No-one can argue that this year hasn’t been a good one for the secondary fine wine market but, as Liv-ex’s end of year report explains, there are some unresolved issues moving forward into 2018.
A growing market for investment wine
Among the good news is Burgundy’s increasing market share and price growth – a sure sign that confidence in the region remains strong and that the market as a whole will continue to broaden and diversify over the next year.
Total exposure on the Exchange – a measure of the total value of live bids and offers – also reached a record high of £45 million in October, indicating an uptrend in the market and signaling price stability.
Fine wine also came out on top in the newly published Knight Frank Luxury Investment Index 2017 – prices rose, on average, by a whopping 25% in the 12 months to the end of June this year, whereas no other luxury investment asset class saw double-digit growth.

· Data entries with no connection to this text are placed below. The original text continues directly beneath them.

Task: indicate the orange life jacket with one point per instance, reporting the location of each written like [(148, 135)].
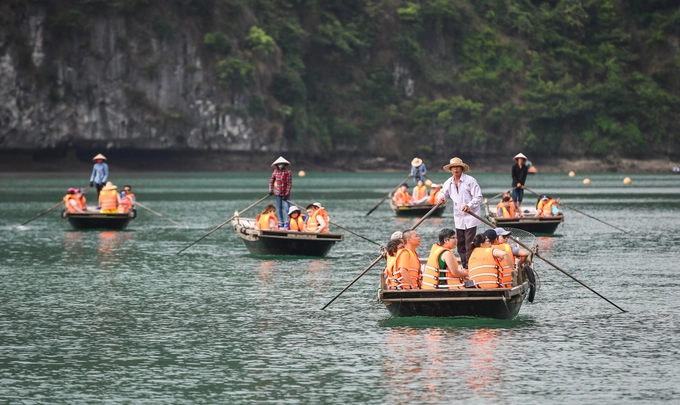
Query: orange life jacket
[(506, 268), (545, 208), (484, 268), (433, 275), (69, 206), (434, 193), (296, 224), (125, 204), (419, 192), (313, 222), (402, 198), (391, 278), (108, 200), (408, 259), (507, 212)]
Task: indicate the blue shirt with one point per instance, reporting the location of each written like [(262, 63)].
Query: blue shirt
[(100, 173)]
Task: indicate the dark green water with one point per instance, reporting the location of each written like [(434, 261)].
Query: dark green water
[(117, 317)]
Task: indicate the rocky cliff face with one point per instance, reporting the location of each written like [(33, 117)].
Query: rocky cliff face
[(113, 84)]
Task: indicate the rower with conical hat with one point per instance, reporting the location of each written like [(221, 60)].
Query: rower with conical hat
[(519, 177), (100, 172), (418, 170), (280, 185)]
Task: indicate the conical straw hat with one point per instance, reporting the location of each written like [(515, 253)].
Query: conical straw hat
[(457, 162), (280, 160)]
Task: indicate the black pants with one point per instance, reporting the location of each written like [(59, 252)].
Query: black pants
[(465, 237)]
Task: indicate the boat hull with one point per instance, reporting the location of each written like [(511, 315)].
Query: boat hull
[(95, 220), (535, 225), (286, 243), (497, 303), (417, 210)]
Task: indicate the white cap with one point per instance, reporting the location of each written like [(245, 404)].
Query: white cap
[(292, 209)]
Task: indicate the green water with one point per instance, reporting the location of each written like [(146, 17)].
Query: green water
[(117, 317)]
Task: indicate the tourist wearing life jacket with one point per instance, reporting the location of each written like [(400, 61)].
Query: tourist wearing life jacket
[(295, 221), (279, 185), (420, 193), (484, 266), (402, 197), (74, 201), (109, 200), (317, 218), (407, 263), (517, 255), (100, 172), (505, 209), (267, 219), (441, 270), (434, 193), (418, 170), (547, 207), (392, 278)]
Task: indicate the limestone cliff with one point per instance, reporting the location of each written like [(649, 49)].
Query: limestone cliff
[(114, 83)]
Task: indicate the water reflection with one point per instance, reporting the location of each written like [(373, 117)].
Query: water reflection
[(481, 374), (108, 244), (74, 247)]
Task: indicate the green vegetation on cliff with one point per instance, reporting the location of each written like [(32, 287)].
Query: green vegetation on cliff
[(555, 77)]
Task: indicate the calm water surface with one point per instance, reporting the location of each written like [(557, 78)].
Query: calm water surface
[(117, 317)]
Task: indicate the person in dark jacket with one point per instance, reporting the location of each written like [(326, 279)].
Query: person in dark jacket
[(519, 177)]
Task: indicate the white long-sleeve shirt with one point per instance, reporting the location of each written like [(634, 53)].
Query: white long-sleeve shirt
[(467, 193)]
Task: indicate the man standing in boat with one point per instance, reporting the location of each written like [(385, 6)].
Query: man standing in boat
[(467, 197), (100, 172), (280, 185), (418, 170), (519, 177)]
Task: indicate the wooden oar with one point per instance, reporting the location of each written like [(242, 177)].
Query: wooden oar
[(44, 212), (50, 209), (339, 226), (580, 212), (388, 194), (154, 212), (377, 259), (226, 222), (550, 263)]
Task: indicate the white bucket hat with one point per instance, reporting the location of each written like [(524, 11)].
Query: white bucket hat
[(292, 209)]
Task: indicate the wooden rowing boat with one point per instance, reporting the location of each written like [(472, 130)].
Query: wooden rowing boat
[(96, 220), (529, 222), (497, 303), (283, 242), (417, 210)]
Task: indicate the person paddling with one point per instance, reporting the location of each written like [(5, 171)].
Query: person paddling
[(280, 185), (100, 172), (418, 170), (519, 177), (467, 197)]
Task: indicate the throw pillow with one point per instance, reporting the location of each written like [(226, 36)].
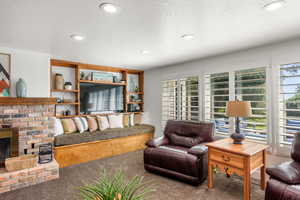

So what are Liv-ex’s foibles about the coming year of business?
Fine wine criticism
Firstly, the future of wine criticism hangs in the balance.
For decades, the authority on wine – especially Bordeaux Futures – has been The Wine Advocate.
But with founder Robert Parker having retired to California to dabble in Napa Valley wines instead, ‘heir’ Jeb Dunnock going awol and new Bordeaux sensation Neal Martin off to Vinous in February, it poses the question: who will continue to influence the fine wine market most – the publication or the personality?
It is possible that, moving forward, market prices will be at the mercy of a greater number of voices – especially for Bordeaux.
The unravelling of this issue is going to be particularly interesting to observe in the case of the tricky 2017 vintage.
Currency volatility ahead
The second issue is the on-going volatility of the pound sterling where ‘Brexit’ negotiations are concerned. The falling pound has been a boon to the wine market since the referendum in 2016, but this has been on and off since the spring in response to a yo-yoing euro.
This level of volatility in the currency market will continue to influence demand from dollar and euro buyers and ultimately impact on price growth.
This will be less of a problem for those regions where demand shows no signs of slowing down, such as Burgundy, but more so in those areas undergoing a cut in market share, like Bordeaux.
Piedmont, an area undergoing rapid price discovery, will be another region to watch closely in the coming months.
Bordeaux wines in the balance
Last, but not least, much rests on the success of the En Primeur campaign for 2017 Bordeaux wines.
The campaign this year showed signs of stability with the excellent 2016 wines, but the lack of stock released by the estates posed the biggest problem.
In terms of the coming season, the picture forming is one of a much smaller vintage – less in the Médoc but drastically so in St Emilion and Pomerol – and of a patchier quality – very good in places and very poor in others.
All depends on whether the châteaux continue to withhold stock and what effect this will have on prices.
As Liv-ex warns – “An overpriced campaign with suppressed volumes could turn sentiment in a market that has made steady progress in 2017. On the other hand, a sensibly priced campaign that releases the wines in decent volumes at an attractive discount relative to the secondary market will boost confidence.”
In a constantly broadening and diversifying market, these three key issues could have a huge bearing on fine wine prices in 2018. These are certainly exciting times in the fine wine market, so stay tuned!
Until then, Merry Christmas and a Happy New Year from all of us at Capital Vintners.